なお,入力は,半径rでcopymakeBorderで拡張済みのものを入れています.
使用した計算機は下記2つで
- Intel Core i7 7700K (4コア8スレッド)
- Intel Core i9 13900KS(8+16コア,32スレッド)
13900KSは,Pコア,Eコアを搭載しています.
比較は,下記9種類で行います.
cv::parallel_for_
を使ってバックエンドを切り替えてた6種類に加えて,naiveは,OpenMPのparallel_for_を使わずにOpenMPのparallel for schedule(dynamic)で並列化しました.
- Concurrency
- TBB
- OpenMP2.0 (/openmp)
- OpenMP (experimental) (/openmp:experimental)
- OpenMP (llvm) (/openmp:llvm)
- OpenMP (llvm:bind) (/openmp:llvm + OMP_PLACES=threads)
- naive OpenMP (experimental)
- naive OpenMP (llvm)
- naive OpenMP (llvm:bind)
使用したコードはこちらです.
class ParallelFilter : public cv::ParallelLoopBody
{
private:
const Mat border;
Mat& dest;
const int r;
public:
ParallelFilter(const Mat& border, Mat& dest_, const int r)
: border(border), dest(dest_), r(r)
{
;
}
void operator()(const Range& range) const override
{
const int D = 2 * r + 1;
const int div = D * D;
for (int j = range.start; j < range.end; j++)
{
uchar* d = dest.ptr<uchar>(j);
for (int i = 0; i < dest.cols; i++)
{
int sum = 0;
for (int l = 0; l < D; l++)
{
const uchar* s = border.ptr<uchar>(j + l);
for (int k = 0; k < D; k++)
{
sum += s[i + k];
}
}
d[i] = sum / div;
}
}
}
};
void parallelFilter(const Mat& border, Mat& dest, const int r)
{
const int D = 2 * r + 1;
const int div = D * D;
#pragma omp parallel for schedule(dynamic)

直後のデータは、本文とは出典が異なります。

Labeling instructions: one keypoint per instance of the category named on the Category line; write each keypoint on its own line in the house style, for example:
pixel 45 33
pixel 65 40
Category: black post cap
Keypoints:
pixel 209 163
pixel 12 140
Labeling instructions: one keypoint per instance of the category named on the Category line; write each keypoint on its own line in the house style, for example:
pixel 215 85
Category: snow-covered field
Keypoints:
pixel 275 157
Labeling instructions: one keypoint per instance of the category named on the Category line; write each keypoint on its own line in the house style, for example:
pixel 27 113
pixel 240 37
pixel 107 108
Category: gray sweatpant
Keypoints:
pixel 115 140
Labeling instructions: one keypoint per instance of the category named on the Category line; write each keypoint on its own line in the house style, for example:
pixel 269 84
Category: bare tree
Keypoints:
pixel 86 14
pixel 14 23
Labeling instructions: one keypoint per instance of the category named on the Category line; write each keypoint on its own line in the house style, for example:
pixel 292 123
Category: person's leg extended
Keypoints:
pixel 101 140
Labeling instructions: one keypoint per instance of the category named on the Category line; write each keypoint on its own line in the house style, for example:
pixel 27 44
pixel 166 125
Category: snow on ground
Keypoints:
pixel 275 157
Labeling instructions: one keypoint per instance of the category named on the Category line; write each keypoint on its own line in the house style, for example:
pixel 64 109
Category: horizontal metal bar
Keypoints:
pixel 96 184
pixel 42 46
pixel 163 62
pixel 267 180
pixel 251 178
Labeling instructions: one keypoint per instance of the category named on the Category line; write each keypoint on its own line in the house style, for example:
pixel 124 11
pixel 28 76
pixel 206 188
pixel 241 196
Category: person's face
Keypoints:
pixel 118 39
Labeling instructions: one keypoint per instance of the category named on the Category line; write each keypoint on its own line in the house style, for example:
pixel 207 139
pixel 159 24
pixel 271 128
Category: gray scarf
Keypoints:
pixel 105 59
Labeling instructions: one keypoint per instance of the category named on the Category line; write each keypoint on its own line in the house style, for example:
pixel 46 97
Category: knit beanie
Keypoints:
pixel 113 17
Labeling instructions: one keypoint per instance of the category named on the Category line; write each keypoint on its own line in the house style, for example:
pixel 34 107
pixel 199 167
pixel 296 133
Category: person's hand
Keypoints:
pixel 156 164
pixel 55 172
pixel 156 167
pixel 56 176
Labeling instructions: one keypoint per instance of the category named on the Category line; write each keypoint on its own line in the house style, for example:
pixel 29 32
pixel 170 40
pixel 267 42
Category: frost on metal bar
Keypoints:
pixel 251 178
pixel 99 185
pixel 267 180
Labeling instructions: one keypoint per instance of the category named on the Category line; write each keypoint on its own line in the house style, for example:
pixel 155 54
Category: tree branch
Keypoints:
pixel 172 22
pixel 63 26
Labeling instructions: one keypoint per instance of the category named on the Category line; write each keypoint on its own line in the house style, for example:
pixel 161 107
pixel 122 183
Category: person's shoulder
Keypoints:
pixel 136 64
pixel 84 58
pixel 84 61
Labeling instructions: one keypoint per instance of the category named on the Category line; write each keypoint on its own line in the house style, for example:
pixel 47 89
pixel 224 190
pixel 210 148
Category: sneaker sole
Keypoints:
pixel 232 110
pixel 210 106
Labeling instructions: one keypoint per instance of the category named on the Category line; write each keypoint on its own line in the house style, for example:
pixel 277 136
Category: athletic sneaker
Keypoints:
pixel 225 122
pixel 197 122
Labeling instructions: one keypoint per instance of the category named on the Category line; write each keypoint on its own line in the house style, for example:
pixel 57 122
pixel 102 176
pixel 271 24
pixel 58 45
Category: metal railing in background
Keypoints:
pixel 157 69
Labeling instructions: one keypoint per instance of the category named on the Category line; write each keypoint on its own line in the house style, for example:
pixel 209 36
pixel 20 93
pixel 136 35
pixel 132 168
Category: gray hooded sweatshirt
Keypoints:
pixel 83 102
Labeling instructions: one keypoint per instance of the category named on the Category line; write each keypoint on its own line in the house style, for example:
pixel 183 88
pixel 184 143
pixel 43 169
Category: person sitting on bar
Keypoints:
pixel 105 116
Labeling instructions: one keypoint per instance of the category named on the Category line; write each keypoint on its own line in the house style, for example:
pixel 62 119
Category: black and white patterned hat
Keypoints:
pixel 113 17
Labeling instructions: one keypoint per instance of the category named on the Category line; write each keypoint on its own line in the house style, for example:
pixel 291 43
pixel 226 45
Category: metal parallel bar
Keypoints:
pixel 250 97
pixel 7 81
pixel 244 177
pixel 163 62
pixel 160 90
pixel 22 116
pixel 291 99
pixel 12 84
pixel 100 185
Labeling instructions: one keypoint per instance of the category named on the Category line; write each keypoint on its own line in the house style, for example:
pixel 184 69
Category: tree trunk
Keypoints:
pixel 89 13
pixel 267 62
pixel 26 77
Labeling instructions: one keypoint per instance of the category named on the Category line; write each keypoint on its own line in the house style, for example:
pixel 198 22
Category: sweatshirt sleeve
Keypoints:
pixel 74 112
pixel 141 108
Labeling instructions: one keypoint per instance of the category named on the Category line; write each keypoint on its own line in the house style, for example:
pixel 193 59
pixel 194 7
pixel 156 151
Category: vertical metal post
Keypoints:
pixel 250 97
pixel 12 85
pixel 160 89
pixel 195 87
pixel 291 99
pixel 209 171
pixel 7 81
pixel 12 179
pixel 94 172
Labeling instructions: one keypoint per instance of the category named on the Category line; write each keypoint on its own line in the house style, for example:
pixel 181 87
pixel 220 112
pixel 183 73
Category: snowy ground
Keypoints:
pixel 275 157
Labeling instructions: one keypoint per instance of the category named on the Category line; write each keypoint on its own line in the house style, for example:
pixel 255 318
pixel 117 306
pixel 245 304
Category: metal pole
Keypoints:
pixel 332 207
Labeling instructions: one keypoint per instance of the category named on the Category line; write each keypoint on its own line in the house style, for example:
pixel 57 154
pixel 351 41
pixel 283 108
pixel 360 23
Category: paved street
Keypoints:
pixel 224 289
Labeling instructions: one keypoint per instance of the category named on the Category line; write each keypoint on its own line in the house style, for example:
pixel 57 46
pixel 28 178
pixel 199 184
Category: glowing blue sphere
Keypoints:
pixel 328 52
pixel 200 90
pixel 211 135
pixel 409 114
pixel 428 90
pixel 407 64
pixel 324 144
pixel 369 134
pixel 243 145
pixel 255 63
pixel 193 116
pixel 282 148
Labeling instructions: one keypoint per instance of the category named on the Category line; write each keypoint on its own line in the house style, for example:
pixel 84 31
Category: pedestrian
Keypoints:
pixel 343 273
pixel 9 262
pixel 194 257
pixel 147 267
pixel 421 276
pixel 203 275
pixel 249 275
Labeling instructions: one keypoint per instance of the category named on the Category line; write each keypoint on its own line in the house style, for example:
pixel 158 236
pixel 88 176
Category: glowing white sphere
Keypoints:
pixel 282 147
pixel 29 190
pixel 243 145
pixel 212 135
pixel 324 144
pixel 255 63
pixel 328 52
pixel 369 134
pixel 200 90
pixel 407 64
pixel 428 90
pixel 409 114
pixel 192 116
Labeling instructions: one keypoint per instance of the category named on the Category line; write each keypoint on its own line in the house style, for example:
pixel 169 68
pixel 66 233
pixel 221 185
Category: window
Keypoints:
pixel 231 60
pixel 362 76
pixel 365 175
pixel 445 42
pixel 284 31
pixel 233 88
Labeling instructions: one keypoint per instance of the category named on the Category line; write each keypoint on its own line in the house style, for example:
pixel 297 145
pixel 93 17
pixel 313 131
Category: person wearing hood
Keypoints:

for (int j = 0; j < dest.rows; j++)
{
uchar* d = dest.ptr<uchar>(j);
for (int i = 0; i < dest.cols; i++)
{
int sum = 0;
for (int l = 0; l < D; l++)
{
const uchar* s = border.ptr<uchar>(j + l);
for (int k = 0; k < D; k++)
{
sum += s[i + k];
}
}
d[i] = sum / div;
}
}
}
int main()
{
Mat src = imread("1024x1024.png", 0);
Mat dst = src.clone();
const int r = 10;
Mat border;
copyMakeBorder(src, border, r, r, r, r, BORDER_DEFAULT);
...
cv::parallel_for_(Range{ 0, (int)src.rows }, ParallelFilter{ border, dst, r }, -1);
...
parallelFilter(border, dst, r);
}
結果です.
7700K
backend | time [ms] |
---|---|
Concurrency | 18.23 |
TBB | 17.95 |
OpenMP2.0 | 17.99 |
OpenMP(experimental) | 17.95 |
OpenMP(llvm) | 17.91 |
OpenMP(llvm:bind) | 17.89 |
native OpenMP2.0 | 17.99 |
native OpenMP(experimental) | 17.95 |
native OpenMP(llvm) | 17.67 |
native OpenMP(llvm:bind) | 17.65 |
1300KS
backend | time [ms] |
---|---|
Concurrency | 3.99 |
TBB | 3.70 |
OpenMP2.0 | 3.67 |
OpenMP(experimental) | 3.67 |
OpenMP(llvm) | 3.68 |
OpenMP(llvm:bind) | 3.66 |
native OpenMP2.0 | 3.63 |
native OpenMP(experimental) | 3.63 |
native OpenMP(llvm) | 3.59 |
native OpenMP(llvm:bind) | 3.57 |
さすがに,ネイティブのOpenMPで書いたの者が速くなりましたがかなり差が小さいです.
cv::parallel_for_を使った場合は,OpenMPバックエンドでllvmをコアバインドしたものがちょっとだけよかったです.
13900KSのPコアEコアがある場合のスレッドの負荷分散を見てみると,下記のようになりLLVMバックエンドでコアバインドした場合,負荷分散がきれいにいっているのが分かります.
まとめ
OpenCVのcv::parallel_for_
について詳細に調べてみました.
現状は,Windows上だと現状OpenMPバックエンドをllvmを使ってコアバインドするのが最速なようです.
ただし,この方法最初の初期化が重たいため,oneTBBとくらべてどちらがいいか一概にいうのは難しいです.